Sie steht auf. Ihr Blick wird auf einmal merkwürdig starr, als ob sie in eine imaginäre Ferne sähe, als ob sie Raum und Zeit vergäße, als ob sie entsetzlich allein sei.
„Ja“, sagt sie noch einmal. Ganz leise.
„Meinen Bruder.“
In der ersten Sekunde begreift es der Leutnant nicht. Dann ist es soweit. Er würgt den Fluch hinunter, betrachtet Vera Eckstadt, lächelt dümmlich dabei, versucht die Zigarette noch einmal anzuzünden, schnappt sein Whiskyglas, trinkt es in einem Zug leer. Die Minute ist aus Gummi. Sie ist endlos, gemein und quälerisch …
An diesem Tag zweifelt Colonel Evans zum erstenmal in seinem Leben an Gott. An der Weltordnung. An der Würde des Menschen. An der Humanität seines Landes. Am Fortschritt. An diesem Tag fürchtet der Oberst alles zu verlieren, an das er bisher glaubte …
An diesem Tag verflucht der Oberst die Tatsache, daß er Jurist ist. Daß er Englisch spricht. Daß er als Amerikaner zur Welt kam. Daß er die Uniform eines Obersten der Vereinigten Staaten trägt. Daß er sein Land liebt.

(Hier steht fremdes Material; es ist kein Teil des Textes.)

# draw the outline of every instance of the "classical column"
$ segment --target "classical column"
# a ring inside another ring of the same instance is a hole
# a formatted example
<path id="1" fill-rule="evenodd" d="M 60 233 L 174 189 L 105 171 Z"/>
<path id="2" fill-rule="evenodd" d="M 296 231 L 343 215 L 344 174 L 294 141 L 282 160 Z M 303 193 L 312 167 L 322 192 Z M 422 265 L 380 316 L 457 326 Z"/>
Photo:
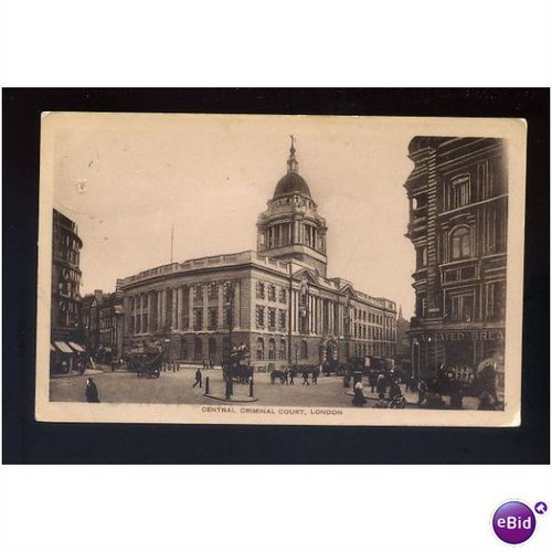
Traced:
<path id="1" fill-rule="evenodd" d="M 161 329 L 161 291 L 156 291 L 157 297 L 157 329 Z"/>
<path id="2" fill-rule="evenodd" d="M 167 327 L 167 288 L 161 290 L 161 328 Z"/>
<path id="3" fill-rule="evenodd" d="M 209 325 L 208 325 L 208 318 L 209 318 L 209 308 L 208 308 L 208 290 L 209 290 L 209 285 L 203 284 L 202 285 L 202 293 L 203 293 L 203 329 L 206 330 Z"/>
<path id="4" fill-rule="evenodd" d="M 216 322 L 217 329 L 224 328 L 224 285 L 222 282 L 217 284 L 219 296 L 216 302 Z"/>
<path id="5" fill-rule="evenodd" d="M 152 291 L 148 291 L 148 333 L 153 332 L 153 317 L 151 316 L 153 310 L 151 305 L 153 301 L 151 300 L 151 294 Z"/>
<path id="6" fill-rule="evenodd" d="M 137 309 L 137 318 L 138 318 L 138 333 L 141 333 L 141 309 L 142 309 L 142 299 L 144 299 L 144 296 L 142 294 L 138 295 L 138 299 L 139 299 L 139 308 Z"/>
<path id="7" fill-rule="evenodd" d="M 240 317 L 240 310 L 241 310 L 241 305 L 240 305 L 240 280 L 236 279 L 234 283 L 234 312 L 232 314 L 232 320 L 234 328 L 241 328 L 241 317 Z"/>
<path id="8" fill-rule="evenodd" d="M 184 290 L 182 286 L 177 288 L 177 300 L 178 300 L 178 312 L 177 312 L 177 329 L 182 329 L 182 315 L 183 315 L 183 304 L 184 304 Z"/>
<path id="9" fill-rule="evenodd" d="M 177 305 L 177 288 L 171 288 L 171 308 L 172 308 L 172 329 L 177 329 L 178 305 Z"/>
<path id="10" fill-rule="evenodd" d="M 193 284 L 188 286 L 188 329 L 193 330 Z"/>

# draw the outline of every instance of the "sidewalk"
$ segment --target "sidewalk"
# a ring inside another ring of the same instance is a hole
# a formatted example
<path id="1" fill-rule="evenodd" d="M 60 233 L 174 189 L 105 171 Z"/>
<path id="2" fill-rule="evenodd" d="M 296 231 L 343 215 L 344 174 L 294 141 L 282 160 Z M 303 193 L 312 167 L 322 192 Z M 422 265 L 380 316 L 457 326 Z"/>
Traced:
<path id="1" fill-rule="evenodd" d="M 408 404 L 417 404 L 418 394 L 417 391 L 405 391 L 406 385 L 404 383 L 400 383 L 399 386 L 406 399 Z M 385 397 L 389 395 L 389 388 L 385 393 Z M 378 400 L 378 393 L 371 392 L 370 385 L 364 385 L 364 396 L 367 399 Z M 445 405 L 448 407 L 450 405 L 450 397 L 448 395 L 443 395 L 443 401 L 445 401 Z M 461 401 L 463 410 L 477 410 L 479 405 L 479 400 L 476 396 L 464 396 Z"/>
<path id="2" fill-rule="evenodd" d="M 86 378 L 87 375 L 97 375 L 97 374 L 103 374 L 104 370 L 93 370 L 92 368 L 86 369 L 84 371 L 84 374 L 81 374 L 81 372 L 70 372 L 68 374 L 50 374 L 51 379 L 59 379 L 59 378 Z"/>

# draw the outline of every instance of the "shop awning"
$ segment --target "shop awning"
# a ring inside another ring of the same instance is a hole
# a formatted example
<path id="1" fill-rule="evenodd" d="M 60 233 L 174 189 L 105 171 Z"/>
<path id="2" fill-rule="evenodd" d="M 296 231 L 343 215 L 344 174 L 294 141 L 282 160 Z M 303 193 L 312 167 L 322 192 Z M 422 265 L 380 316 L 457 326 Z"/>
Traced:
<path id="1" fill-rule="evenodd" d="M 83 346 L 79 346 L 78 343 L 75 343 L 73 341 L 70 341 L 70 346 L 72 349 L 74 349 L 76 352 L 86 352 L 83 348 Z"/>
<path id="2" fill-rule="evenodd" d="M 57 349 L 60 349 L 60 351 L 62 352 L 67 352 L 70 354 L 73 354 L 75 352 L 67 343 L 65 343 L 65 341 L 54 341 L 54 346 L 57 347 Z"/>

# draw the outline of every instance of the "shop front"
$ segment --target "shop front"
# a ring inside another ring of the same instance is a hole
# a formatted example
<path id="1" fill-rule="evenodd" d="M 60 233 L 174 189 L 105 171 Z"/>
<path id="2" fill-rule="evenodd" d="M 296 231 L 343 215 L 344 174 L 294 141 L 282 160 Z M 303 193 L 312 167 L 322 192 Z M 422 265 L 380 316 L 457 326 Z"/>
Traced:
<path id="1" fill-rule="evenodd" d="M 497 388 L 503 390 L 505 328 L 457 328 L 411 330 L 414 374 L 423 379 L 438 368 L 463 374 L 477 374 L 492 365 Z"/>

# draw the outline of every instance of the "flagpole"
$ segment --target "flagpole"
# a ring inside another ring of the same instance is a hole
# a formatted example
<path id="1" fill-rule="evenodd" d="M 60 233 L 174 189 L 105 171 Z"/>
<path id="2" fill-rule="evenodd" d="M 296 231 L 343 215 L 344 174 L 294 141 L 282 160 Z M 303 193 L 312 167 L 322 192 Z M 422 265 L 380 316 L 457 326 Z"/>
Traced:
<path id="1" fill-rule="evenodd" d="M 171 225 L 171 263 L 172 263 L 173 248 L 174 248 L 174 224 Z"/>

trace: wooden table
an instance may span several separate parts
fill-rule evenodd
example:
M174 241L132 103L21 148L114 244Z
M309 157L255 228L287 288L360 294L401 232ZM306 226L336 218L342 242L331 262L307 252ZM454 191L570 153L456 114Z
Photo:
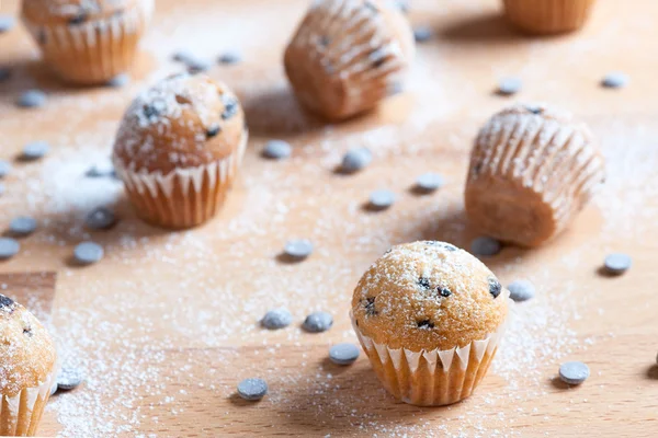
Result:
M192 4L188 4L192 3ZM12 217L38 218L22 252L0 263L0 287L47 322L60 356L87 382L54 397L41 427L64 436L656 436L658 283L654 266L658 218L658 3L601 0L581 33L529 38L509 30L498 3L411 2L415 24L436 38L419 47L410 90L378 112L334 126L295 104L282 50L307 2L159 0L134 82L125 89L67 89L37 61L22 28L0 35L0 65L15 66L0 84L0 159L30 140L52 143L38 163L14 164L0 197L0 229ZM13 13L18 1L2 2ZM172 51L214 57L236 47L245 61L209 73L229 83L247 110L251 140L243 172L211 223L168 233L131 211L120 184L90 180L87 169L109 154L132 96L180 66ZM602 77L622 70L623 90ZM514 99L494 94L498 79L523 80L519 100L547 101L590 123L608 158L608 183L571 229L545 247L506 247L486 261L503 283L530 278L537 297L514 308L508 337L477 393L445 408L394 401L362 356L351 367L327 360L330 345L355 342L348 309L363 270L392 244L440 239L468 247L477 231L463 215L468 151L486 118ZM43 110L18 110L22 90L49 93ZM294 145L282 162L262 159L268 139ZM342 153L367 146L364 172L333 172ZM449 180L433 195L410 192L438 171ZM398 201L364 211L371 191ZM107 232L82 226L87 211L116 205ZM306 262L277 255L291 238L313 240ZM98 265L70 264L73 246L105 247ZM632 254L622 277L598 269L612 251ZM286 306L287 330L258 320ZM325 334L299 324L314 310L334 315ZM555 380L565 360L586 361L579 388ZM240 379L260 376L260 403L235 395ZM139 435L143 434L143 435Z

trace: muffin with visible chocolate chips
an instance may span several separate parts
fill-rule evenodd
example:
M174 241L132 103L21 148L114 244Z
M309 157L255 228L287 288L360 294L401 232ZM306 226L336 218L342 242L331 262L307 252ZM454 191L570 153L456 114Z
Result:
M328 119L373 110L401 91L413 32L392 0L314 1L285 50L297 100Z
M483 233L537 246L561 232L604 180L589 128L543 104L495 114L470 154L465 206Z
M35 436L55 382L48 332L24 307L0 295L1 436Z
M139 217L164 228L190 228L224 204L247 138L242 107L228 87L183 73L133 101L113 161Z
M127 72L154 0L23 0L22 18L64 80L99 84Z
M384 387L422 406L469 396L496 355L509 292L450 243L394 246L363 275L352 322Z

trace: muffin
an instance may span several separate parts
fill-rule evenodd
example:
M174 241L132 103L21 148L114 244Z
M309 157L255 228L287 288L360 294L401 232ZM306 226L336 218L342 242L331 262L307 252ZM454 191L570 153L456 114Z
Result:
M384 387L420 406L469 396L496 355L509 292L477 258L443 242L394 246L363 275L352 323Z
M588 127L545 105L501 111L470 154L465 205L485 234L537 246L563 231L604 180Z
M163 228L190 228L219 210L247 138L242 108L228 87L183 73L133 101L113 161L139 217Z
M504 14L531 34L559 34L585 24L595 0L503 0Z
M390 0L314 1L285 50L297 100L340 120L401 91L413 33Z
M0 295L0 435L35 436L55 382L55 344L24 307Z
M64 80L98 84L131 69L154 0L23 0L22 18Z

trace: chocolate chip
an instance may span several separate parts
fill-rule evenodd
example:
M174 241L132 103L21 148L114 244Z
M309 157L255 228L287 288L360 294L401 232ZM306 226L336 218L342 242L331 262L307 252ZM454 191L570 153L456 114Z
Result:
M238 101L231 96L222 96L224 101L224 113L222 113L222 119L228 120L238 114Z
M0 295L0 310L5 312L12 312L15 306L15 301L9 297Z
M368 316L376 316L377 313L379 313L375 309L375 297L367 297L363 303L363 307L365 308L365 314Z
M84 12L80 12L78 15L76 16L71 16L68 21L69 26L77 26L79 24L82 24L87 21L87 14Z
M422 289L426 289L426 290L432 287L430 285L430 279L427 277L420 277L418 279L418 286L420 286Z
M208 128L208 130L206 130L206 138L216 137L217 134L219 134L220 131L222 131L222 128L219 127L219 125L215 125L215 126Z
M498 298L498 296L500 295L500 291L502 290L502 286L500 286L500 283L498 283L498 280L496 278L488 278L489 281L489 293L491 293L491 296L494 296L494 298Z
M430 320L417 321L418 328L430 330L434 328L434 323Z

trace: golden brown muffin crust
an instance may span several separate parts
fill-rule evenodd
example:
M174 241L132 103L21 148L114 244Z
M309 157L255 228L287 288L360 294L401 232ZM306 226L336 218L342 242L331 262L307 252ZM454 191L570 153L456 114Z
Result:
M208 164L232 153L245 136L238 99L207 76L178 74L139 94L128 107L114 158L134 172Z
M55 368L55 345L32 313L0 295L0 394L36 388Z
M358 330L389 348L464 347L496 333L507 291L477 258L454 245L394 246L363 275L352 298Z

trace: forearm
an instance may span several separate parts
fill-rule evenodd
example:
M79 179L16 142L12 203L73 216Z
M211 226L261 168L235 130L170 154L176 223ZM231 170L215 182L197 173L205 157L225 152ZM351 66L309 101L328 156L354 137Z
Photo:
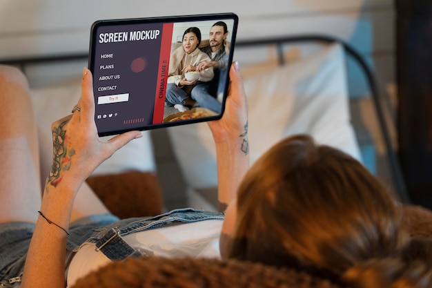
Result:
M46 190L40 211L52 223L41 215L37 220L26 260L23 288L65 287L66 231L75 193L60 186L50 188L48 192Z
M247 124L244 133L216 144L218 210L224 211L237 198L237 191L249 168Z

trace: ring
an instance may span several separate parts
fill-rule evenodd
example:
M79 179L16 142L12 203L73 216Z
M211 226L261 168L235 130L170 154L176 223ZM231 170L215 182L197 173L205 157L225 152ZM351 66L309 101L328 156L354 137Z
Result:
M73 113L74 112L75 112L75 111L78 111L78 112L81 111L81 108L80 108L79 107L78 107L78 106L77 106L77 105L75 105L75 106L74 106L73 109L72 109L72 113Z

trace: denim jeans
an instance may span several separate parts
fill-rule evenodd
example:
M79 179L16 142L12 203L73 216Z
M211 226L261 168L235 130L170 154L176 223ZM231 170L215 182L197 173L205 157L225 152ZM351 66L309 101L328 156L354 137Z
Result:
M190 97L198 103L200 107L206 108L219 113L221 111L222 104L217 101L216 95L212 96L211 89L210 83L199 81L192 89Z
M198 81L192 88L190 97L200 107L206 108L219 113L222 104L217 100L216 95L212 96L211 89L210 83ZM167 106L172 106L175 104L186 105L186 99L188 97L189 95L184 89L178 88L175 84L169 83L165 95L165 105Z
M122 238L128 234L157 228L168 223L222 220L217 212L184 209L155 217L119 220L109 214L97 215L71 223L66 247L76 251L84 243L94 243L98 251L112 260L142 255ZM0 224L0 287L19 287L34 223Z

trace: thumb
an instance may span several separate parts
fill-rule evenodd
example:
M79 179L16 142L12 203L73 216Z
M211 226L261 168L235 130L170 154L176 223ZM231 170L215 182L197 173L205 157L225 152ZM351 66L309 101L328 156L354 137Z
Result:
M123 147L134 139L141 138L142 134L139 131L129 131L113 137L108 141L110 155Z

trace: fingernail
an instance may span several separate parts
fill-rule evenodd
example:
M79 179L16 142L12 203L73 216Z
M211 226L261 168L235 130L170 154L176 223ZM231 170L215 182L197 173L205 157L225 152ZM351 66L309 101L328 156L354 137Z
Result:
M234 61L234 69L235 69L236 71L239 71L240 70L240 65L239 64L238 61Z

An diesem Tag glaubt er, es zu hassen.
Colonel Evans ist mittelgroß und zierlich, hat ein intelligentes, kantiges Gesicht, lebhafte, scharf beobachtende Augen. Er stammt aus Atlanta, der Hauptstadt von Georgia, und der energische, fast asketisch wirkende Mann ist schon auf den ersten Blick der Typ des Gentleman aus den Südstaaten.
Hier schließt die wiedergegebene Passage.